Kristin, assim como as outras mulheres que conversamos, disseram que acreditam que o trabalho em casa, estimulado pelo cenário atual, pode resultar em mudanças positivas que perdurem após a pandemia. Quando as equipes de animação começarem a voltar a trabalhar no estúdio, Megan Kreiner espera que a flexibilidade seja mantida, bem como conversas mais amplas sobre as percepções em torno do apoio aos pais e à família: “Na minha experiência, há uma percepção de que os pais e as mães são menos dedicados ao trabalho. Precisamos continuar a desafiar essa percepção, porque isso não é verdade.”.

Em todos os setores, essas percepções podem perpetuar a disparidade salarial da maternidade, também conhecida como castigo da maternidade. Quando homens e mulheres entram no mercado de trabalho, geralmente são pagos da mesma forma. Uma desigualdade salarial, entretanto, começa a surgir quando as mulheres se casam e têm filhos. Embora algumas mulheres optem por trabalhar menos depois de terem filhos, muitas não fazem isso. Apesar disso, uma pesquisa mostra que os empregadores pagam menos a elas porque, aparentemente, presumem que as mães serão menos comprometidas com o trabalho. Isso explica-se melhor, porque apenas 10% dos cargos de liderança são ocupados por mulheres no setor da animação.

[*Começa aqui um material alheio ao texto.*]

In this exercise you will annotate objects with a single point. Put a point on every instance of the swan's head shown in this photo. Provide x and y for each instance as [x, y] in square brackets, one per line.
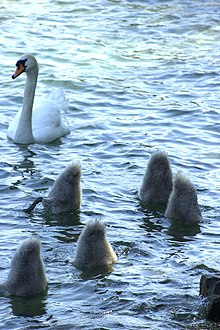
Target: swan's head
[26, 63]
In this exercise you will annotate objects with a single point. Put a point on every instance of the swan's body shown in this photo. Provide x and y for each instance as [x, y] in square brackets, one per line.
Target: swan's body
[183, 203]
[40, 122]
[157, 182]
[93, 247]
[66, 193]
[27, 276]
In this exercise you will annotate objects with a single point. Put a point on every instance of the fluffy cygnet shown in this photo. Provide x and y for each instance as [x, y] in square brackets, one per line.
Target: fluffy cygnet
[27, 276]
[157, 182]
[93, 247]
[66, 193]
[183, 203]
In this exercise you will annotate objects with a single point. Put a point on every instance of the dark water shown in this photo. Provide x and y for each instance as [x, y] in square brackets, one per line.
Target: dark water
[140, 76]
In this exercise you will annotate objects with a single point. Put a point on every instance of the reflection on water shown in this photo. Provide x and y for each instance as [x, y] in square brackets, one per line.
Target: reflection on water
[139, 76]
[29, 306]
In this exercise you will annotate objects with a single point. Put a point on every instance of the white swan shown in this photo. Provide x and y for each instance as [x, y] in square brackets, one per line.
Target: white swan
[44, 123]
[93, 247]
[183, 203]
[157, 182]
[27, 276]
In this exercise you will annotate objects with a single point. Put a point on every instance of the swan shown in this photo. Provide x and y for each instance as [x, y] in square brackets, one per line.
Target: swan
[44, 123]
[183, 203]
[93, 247]
[65, 194]
[157, 183]
[27, 275]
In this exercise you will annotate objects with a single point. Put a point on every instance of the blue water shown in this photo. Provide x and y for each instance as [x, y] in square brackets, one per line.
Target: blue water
[139, 76]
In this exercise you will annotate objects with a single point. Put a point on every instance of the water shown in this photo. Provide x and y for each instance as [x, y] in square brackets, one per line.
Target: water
[139, 76]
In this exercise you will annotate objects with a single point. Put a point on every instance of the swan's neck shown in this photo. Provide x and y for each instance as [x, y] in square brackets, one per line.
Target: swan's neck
[24, 132]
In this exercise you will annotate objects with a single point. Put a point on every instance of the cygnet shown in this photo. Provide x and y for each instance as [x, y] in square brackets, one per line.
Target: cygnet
[66, 193]
[183, 203]
[157, 182]
[27, 275]
[93, 247]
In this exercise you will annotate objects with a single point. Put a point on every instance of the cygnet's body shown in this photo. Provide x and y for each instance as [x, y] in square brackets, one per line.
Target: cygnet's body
[93, 247]
[27, 276]
[157, 182]
[66, 194]
[183, 203]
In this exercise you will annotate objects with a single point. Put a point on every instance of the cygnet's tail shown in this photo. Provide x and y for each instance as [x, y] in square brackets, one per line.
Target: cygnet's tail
[32, 206]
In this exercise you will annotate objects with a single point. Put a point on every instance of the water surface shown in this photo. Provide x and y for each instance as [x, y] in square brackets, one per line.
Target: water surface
[139, 76]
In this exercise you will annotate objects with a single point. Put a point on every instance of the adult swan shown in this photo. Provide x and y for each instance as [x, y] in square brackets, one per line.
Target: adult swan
[44, 123]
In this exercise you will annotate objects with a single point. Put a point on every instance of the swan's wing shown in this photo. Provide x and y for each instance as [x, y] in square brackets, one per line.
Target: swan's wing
[47, 123]
[13, 125]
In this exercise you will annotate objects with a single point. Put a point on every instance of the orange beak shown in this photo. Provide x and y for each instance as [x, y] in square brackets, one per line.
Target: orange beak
[19, 70]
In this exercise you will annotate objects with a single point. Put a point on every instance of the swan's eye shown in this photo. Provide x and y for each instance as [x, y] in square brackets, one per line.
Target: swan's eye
[21, 62]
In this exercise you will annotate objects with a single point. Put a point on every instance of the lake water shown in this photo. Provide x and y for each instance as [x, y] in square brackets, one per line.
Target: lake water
[139, 76]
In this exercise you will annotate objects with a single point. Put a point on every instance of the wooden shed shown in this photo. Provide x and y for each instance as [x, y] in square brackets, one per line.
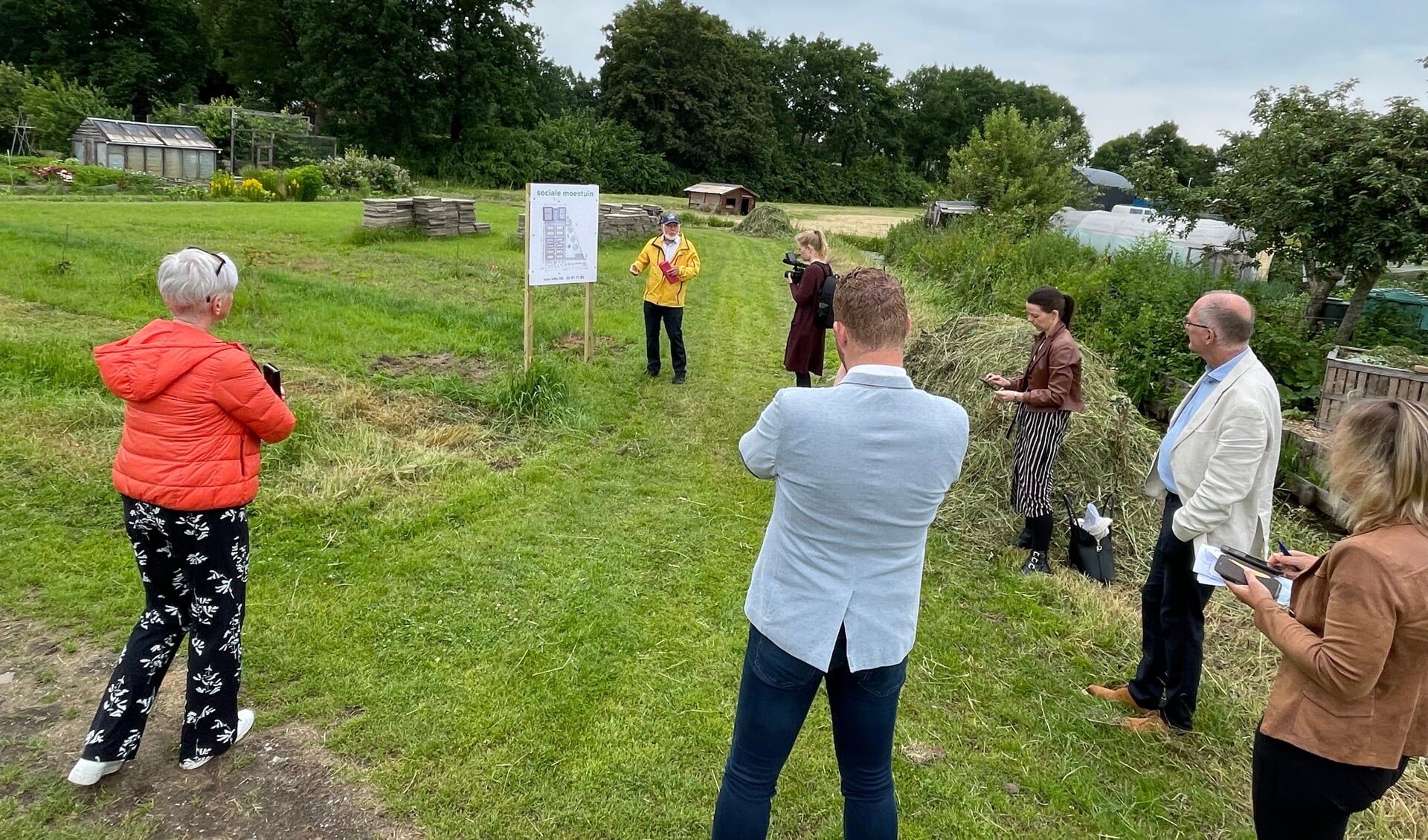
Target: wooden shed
[726, 198]
[181, 153]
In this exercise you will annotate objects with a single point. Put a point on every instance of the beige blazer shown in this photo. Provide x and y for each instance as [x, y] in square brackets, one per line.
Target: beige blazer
[1226, 461]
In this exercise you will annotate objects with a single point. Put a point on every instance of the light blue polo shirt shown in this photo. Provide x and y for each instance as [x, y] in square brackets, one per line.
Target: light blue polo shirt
[1194, 400]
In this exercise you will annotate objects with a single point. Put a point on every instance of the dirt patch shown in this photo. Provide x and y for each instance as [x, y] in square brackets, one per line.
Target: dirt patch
[279, 782]
[443, 363]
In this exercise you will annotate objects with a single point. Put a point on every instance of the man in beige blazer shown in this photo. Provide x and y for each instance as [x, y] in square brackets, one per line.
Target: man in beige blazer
[1215, 472]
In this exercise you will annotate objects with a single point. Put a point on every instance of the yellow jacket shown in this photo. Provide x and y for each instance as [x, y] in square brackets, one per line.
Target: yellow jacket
[657, 290]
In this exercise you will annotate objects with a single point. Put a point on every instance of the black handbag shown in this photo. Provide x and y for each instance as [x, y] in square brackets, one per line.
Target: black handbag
[1094, 558]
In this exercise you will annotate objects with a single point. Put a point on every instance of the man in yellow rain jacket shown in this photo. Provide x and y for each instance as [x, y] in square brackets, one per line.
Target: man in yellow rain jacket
[673, 262]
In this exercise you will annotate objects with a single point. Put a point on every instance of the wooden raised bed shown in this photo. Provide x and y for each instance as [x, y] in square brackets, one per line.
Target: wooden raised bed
[1348, 378]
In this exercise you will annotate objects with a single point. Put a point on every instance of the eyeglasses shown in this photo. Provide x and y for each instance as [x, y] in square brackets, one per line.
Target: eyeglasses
[216, 271]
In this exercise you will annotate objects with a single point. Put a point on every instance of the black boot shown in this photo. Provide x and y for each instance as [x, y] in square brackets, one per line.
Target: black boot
[1037, 563]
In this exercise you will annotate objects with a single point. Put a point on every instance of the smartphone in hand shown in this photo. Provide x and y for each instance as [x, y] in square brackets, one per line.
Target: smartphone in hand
[273, 375]
[1232, 572]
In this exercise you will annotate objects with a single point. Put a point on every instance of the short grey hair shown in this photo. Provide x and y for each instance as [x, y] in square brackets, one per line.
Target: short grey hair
[1230, 324]
[193, 277]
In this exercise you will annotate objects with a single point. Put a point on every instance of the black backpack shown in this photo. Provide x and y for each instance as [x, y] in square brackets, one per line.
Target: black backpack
[823, 318]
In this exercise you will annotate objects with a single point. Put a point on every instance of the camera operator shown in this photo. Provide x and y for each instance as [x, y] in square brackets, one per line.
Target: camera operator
[803, 354]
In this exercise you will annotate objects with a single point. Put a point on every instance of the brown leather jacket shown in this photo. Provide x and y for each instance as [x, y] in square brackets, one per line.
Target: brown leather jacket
[1053, 378]
[1353, 685]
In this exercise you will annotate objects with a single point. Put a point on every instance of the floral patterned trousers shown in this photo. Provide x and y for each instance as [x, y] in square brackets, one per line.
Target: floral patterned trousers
[195, 569]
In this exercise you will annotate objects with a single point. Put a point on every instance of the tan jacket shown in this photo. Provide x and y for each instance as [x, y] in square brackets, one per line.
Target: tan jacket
[1226, 461]
[1353, 685]
[1053, 378]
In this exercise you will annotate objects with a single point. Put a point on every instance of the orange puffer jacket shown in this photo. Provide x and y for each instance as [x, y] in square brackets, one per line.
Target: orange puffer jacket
[196, 411]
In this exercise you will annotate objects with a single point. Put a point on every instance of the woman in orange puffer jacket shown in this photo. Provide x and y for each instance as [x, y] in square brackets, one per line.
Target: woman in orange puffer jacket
[187, 465]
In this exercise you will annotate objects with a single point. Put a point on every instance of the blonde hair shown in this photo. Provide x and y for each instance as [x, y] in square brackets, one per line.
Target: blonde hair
[814, 240]
[872, 307]
[1377, 464]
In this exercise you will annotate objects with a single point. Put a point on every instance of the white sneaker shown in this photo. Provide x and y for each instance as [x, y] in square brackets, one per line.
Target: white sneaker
[245, 725]
[88, 772]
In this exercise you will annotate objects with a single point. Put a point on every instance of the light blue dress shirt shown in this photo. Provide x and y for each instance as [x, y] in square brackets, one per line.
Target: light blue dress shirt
[1194, 400]
[858, 474]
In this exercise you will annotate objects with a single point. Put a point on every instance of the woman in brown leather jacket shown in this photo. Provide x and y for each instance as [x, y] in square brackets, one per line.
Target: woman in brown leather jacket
[1047, 392]
[1350, 702]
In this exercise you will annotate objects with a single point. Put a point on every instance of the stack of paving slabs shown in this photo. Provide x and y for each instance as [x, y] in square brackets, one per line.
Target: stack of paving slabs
[434, 216]
[386, 213]
[619, 222]
[466, 217]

As iniciativas da Animation Guild e do Comitê FAM mostram que, aos poucos, estamos normalizando conversas abertas sobre os desafios de conciliar trabalho e vida pessoal. Isso sinaliza uma mudança na abordagem da cultura do local de trabalho no setor da animação. Ao escutar as diversas experiências de mulheres, pais, mães e cuidadores que trabalham na área da animação, podemos começar a lançar as bases para uma mudança tangível.